In Genf versammelten sich rund 2.000 Menschen zum 1. Mai. Auch die Mitarbeitenden des zweiten Standorts aus der ganzen Westschweiz würden sich am späten Nachmittag in Lausanne zusammenfinden, um im Rahmen der Verhandlungen ihres Gesamtarbeitsvertrags bessere Löhne zu fordern.

„Der soziale Zusammenhalt steht auf dem Spiel“

Insgesamt organisierte die USS Demonstrationen an etwa fünfzig Orten. Ihrer Meinung nach nimmt das Einkommen der großen Mehrheit der Bevölkerung nur ab.

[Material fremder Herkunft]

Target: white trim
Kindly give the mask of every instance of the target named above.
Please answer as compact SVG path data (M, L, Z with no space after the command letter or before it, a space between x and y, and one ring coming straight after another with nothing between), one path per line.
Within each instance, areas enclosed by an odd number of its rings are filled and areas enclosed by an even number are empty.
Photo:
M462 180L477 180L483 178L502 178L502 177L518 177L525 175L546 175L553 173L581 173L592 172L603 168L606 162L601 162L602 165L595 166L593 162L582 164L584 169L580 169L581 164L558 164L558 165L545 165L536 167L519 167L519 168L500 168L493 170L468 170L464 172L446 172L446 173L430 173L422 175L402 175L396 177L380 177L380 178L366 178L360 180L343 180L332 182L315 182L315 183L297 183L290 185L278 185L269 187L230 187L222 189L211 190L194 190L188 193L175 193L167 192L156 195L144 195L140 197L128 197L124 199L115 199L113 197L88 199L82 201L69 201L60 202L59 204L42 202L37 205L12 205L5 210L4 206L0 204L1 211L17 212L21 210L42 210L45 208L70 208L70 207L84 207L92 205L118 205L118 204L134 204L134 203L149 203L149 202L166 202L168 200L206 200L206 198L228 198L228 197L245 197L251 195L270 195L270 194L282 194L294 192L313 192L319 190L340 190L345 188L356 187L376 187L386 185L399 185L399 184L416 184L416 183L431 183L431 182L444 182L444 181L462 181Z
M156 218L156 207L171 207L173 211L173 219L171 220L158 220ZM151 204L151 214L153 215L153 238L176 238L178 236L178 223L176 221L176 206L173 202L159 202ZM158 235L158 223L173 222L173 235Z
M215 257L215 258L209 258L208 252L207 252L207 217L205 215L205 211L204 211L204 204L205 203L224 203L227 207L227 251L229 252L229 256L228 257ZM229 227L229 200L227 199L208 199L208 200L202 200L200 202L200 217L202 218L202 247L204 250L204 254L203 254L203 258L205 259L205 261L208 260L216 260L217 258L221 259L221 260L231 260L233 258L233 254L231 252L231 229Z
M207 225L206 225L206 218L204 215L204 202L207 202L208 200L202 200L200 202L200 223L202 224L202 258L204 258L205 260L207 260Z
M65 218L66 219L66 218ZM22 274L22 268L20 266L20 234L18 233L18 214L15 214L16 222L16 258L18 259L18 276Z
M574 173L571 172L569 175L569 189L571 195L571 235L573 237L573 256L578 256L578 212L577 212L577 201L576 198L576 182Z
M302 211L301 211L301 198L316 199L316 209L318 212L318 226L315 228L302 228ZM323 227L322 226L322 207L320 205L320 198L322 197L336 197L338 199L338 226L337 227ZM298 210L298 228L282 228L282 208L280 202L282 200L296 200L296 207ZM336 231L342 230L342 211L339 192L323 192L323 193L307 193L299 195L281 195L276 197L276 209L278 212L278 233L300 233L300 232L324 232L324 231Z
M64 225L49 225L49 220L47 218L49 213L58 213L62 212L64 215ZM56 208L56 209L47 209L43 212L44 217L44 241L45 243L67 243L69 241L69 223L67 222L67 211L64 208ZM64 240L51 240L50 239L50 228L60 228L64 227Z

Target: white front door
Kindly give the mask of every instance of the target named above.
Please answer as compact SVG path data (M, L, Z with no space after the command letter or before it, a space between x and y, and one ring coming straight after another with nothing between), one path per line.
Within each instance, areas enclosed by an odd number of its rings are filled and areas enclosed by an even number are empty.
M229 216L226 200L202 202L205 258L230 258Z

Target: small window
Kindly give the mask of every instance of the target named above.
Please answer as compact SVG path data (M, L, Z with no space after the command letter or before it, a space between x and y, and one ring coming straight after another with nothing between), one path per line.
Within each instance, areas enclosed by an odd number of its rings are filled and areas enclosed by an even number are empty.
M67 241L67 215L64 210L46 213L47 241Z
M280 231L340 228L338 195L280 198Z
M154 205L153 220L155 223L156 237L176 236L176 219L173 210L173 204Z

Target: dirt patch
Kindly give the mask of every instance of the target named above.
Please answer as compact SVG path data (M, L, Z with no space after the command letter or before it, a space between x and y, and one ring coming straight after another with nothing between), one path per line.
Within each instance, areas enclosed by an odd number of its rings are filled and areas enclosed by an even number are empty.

In überwiegend weiblichen Jobs scheine es immer an Geld für anständige Löhne zu mangeln, prangert auch die USS an. Und qualifizieren die bedingungslose Unterstützung der Finanzriesen als „eine Beleidigung aller Arbeitnehmer“ in Bezug auf die jüngste Rettung der Credit Suisse.

Die Lohndiskriminierung von Frauen beunruhigt auch die Unia, für die die Vereinbarkeit von Beruf und Privatleben ein Hürdenweg ist.

Laut ihrer Vizepräsidentin Véronique Polito „steht unser sozialer Zusammenhalt auf dem Spiel“. „Der 1. Mai ist nur ein erster Schritt. Der nächste wird am 14. Juni der Frauenstreik sein, für den er zur Mobilmachung aufgerufen hat.